Было, конечно, и оружие, и прежде всего две ручные гранаты Ф-1. Кроме того, был длинный обоюдоострый нож, вроде кортика, но без ножен, и штык, шершавый от ржавчины и не совсем прямой. Было несколько десятков патронов, совершенно исправных: больших – от винтовки и маленьких – от нагана. Ни винтовок, ни наганов пока не было, но Степочка надеялся при случае их раздобыть.

Все это оружие предназначалось для двоих и было распределено Степочкой так: каждому по гранате, Степочке кортик, Коле штык. Но временно, ввиду того что им пока не угрожала никакая опасность, оно было сложено в одном месте – под передней скамейкой челнока, где суше всего.

Степочка задолго готовился к плаванию и старался предусмотреть все необходимое. Но в первую же ночь оказалось, что он предусмотрел не все. Он забыл об одежде. На нем была кепка, темная бумажная курточка поверх рубашки и брюки. Обуви не было никакой – он все лето ходил босиком и считал, что обувь нужна только зимою. У Коли были башмаки и носки, но не было ни курточки, ни кепки. Он совсем не готовился к путешествию и явился на челнок так, как ходил днем: в рубашке, надетой на голое тело. И мало-помалу стал зябнуть.

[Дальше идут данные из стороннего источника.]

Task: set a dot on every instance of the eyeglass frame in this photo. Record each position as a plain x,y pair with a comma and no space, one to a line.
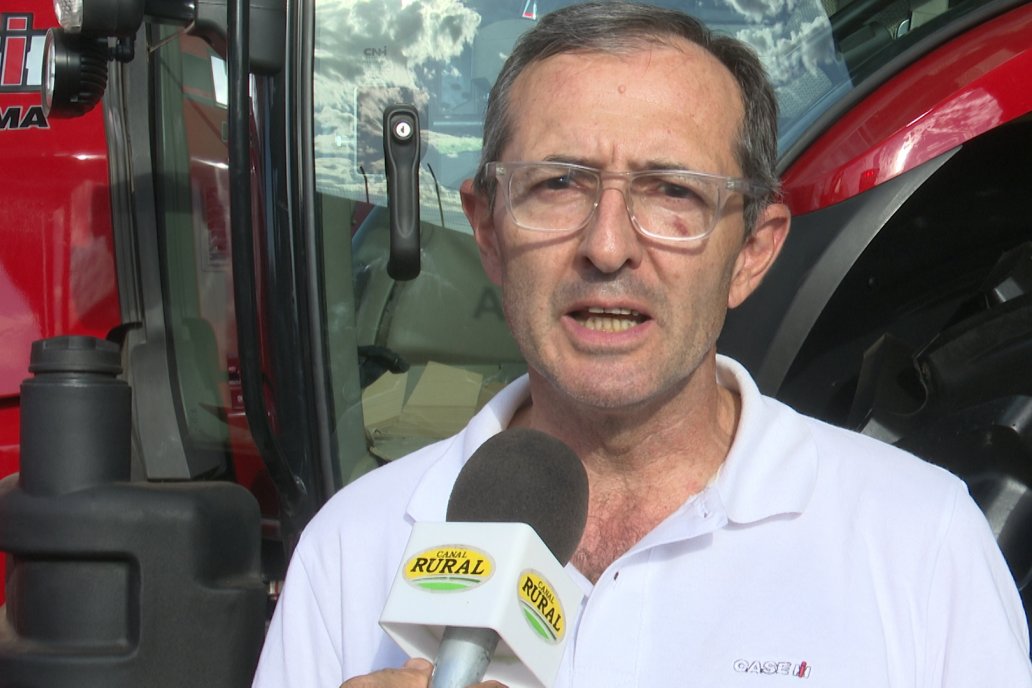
747,188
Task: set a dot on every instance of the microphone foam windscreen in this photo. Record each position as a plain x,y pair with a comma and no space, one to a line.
523,476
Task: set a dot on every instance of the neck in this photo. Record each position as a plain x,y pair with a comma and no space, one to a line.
643,462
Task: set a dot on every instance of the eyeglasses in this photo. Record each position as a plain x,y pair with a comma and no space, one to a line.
669,204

Сперва он только ёжился, потом начал дрожать. День был жаркий, а ночь оказалась холодной. Он снова принялся грести, чтобы согреться; выровнял челнок, вывел его на середину реки; но руки его так устали в первые минуты плаванья, что теперь едва слушались, и через четверть часа он в изнеможении передал весла Степочке, который тоже озяб. Степочка греб, а Коля сидел рядом на корме с мокрым рулевым веслом в руках и дрожал.

С левого берега полз туман, клочковатый, белесый; за пеленою этого тумана, сырого и холодного, постепенно исчезла вся река, исчезли берега, только звезды по-прежнему ярко сияли вверху.

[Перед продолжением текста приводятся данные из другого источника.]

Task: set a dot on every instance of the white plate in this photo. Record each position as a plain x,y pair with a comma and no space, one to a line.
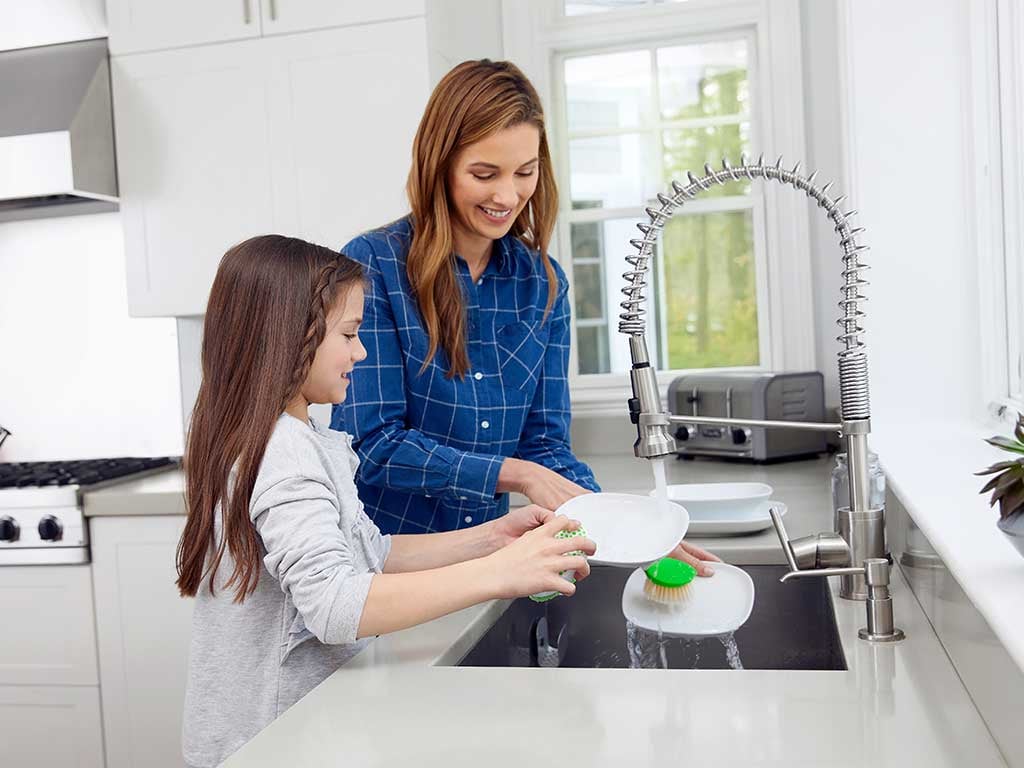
707,500
716,605
628,529
737,522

Хуже всего было то, что Коле вдруг отчаянно захотелось спать. Несколько раз он задремывал сидя, но тотчас же просыпался от холода и опять с тоской видел кругом воду, туман, тьму. Он хотел предложить Степочке пристать к берегу и поискать где-нибудь тепла, но не решался, боясь, как бы Степочка не стал презирать его за слабость. Степочка давно уже не греб, оставил весла и тоже дрожал. Но был бодр, как прежде, и, задрав голову, внимательно разглядывал созвездия.

– Мы плывем прямо на юг, – сказал он, вероятно надеясь этим утешить Колю. – Большая Медведица как раз у нас за кормой. Где Большая Медведица, там север.

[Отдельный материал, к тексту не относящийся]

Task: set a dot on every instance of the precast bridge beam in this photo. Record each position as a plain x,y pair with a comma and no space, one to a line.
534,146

Коля обернулся и увидел семь звезд Большой Медведицы, висевших над рекой, как легонький мостик. Они показались ему такими холодными, эти звезды, что он сразу, дрожа, отвернулся от них.

– Вот если бы немного погреться, – сказал Коля робко.

– Да где же погреться? – спросил Степочка.

– В какой-нибудь деревне…

– Здесь деревень нет, – сказал Степочка. – Видишь, кругом ни одного огня.

Действительно, весь этот край, сожженный немцами, ночью казался необитаемым. Они не видели ни одного огня, с тех пор как покинули город.

– Ну, в лесу посидим…

– В лесу еще холоднее.

– Костер разведем…

Но Степочка был непреклонен. Он заранее составил себе план путешествия и не хотел от него отступать. По этому плану, всю первую ночь они должны были провести в плавании, чтобы поскорее уплыть как можно дальше от города. Тогда их не догонят.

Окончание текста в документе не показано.